B: Why do you think female friendships produce empowering business partnerships?

Erica: When women partner, they bring the qualities core to their friendships like vulnerability, emotional transparency, and compassion to their working relationship, too. Doing so creates a totally different ethos than you typically see prioritized in a professional environment — in the very best of ways.

B: What advice do you have for young women — perhaps college-age — who think they might want to start a company together? What should they be sure to consider first?

Claire: There has to be a similar work ethic between the two of you and a respect for each other’s standards. Erica and I both have very high standards — not always around the same things, but around the things we each care a lot about. That makes both of us better at our jobs because we each feel accountable to one another’s high standards. I’m not a grammar nut, but Erica is, so I try to keep it on point because I recognize that I’m representing both of us when I write an email.

B: Some recent reports show that startups with at least one woman cofounder outperform startups led solely by men. Why do you think this is?

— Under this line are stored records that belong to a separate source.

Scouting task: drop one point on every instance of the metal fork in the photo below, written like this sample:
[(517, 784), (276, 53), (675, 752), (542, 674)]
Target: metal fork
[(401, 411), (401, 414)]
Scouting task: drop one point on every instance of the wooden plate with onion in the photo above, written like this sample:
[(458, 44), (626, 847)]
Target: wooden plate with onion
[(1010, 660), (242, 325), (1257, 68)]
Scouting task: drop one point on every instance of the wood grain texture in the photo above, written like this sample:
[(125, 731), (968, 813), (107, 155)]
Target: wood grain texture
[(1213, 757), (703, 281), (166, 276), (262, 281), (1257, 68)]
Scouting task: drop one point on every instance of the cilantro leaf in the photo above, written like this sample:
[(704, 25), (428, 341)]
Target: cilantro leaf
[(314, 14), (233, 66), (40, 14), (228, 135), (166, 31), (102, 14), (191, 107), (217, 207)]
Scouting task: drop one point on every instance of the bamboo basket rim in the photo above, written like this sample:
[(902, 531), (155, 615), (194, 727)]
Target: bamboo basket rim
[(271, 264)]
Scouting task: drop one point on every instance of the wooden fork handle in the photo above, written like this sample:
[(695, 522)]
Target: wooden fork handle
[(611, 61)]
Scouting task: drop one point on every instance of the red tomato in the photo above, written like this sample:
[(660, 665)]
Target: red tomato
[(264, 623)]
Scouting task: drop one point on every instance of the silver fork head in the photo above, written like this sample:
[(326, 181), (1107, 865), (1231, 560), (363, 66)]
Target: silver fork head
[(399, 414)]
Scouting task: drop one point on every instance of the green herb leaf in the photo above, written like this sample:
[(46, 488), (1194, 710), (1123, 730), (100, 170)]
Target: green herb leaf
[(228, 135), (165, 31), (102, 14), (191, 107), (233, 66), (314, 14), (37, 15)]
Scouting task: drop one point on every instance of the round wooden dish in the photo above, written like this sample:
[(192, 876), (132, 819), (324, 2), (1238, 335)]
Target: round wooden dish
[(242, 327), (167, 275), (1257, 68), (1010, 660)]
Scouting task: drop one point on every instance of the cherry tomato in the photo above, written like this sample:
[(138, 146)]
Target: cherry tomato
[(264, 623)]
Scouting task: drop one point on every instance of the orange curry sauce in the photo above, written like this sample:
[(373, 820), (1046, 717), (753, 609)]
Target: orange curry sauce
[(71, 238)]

Erica: In 2013, the National Bureau of Economic Research embarked on a study to answer the question: “Are Women More Attracted to Cooperation Than Men?” The quick answer was “yes.” To speak, for a moment, in sweeping generalizations: women do worse in competitive environments and better when part of a team. And unlike men, who, the same research shows, tend to prefer to work alone, women like collaborating. So this, combined with those qualities that many women bring to the table that create a different, more open kind of workplace, feels like a such a win for any startup, right?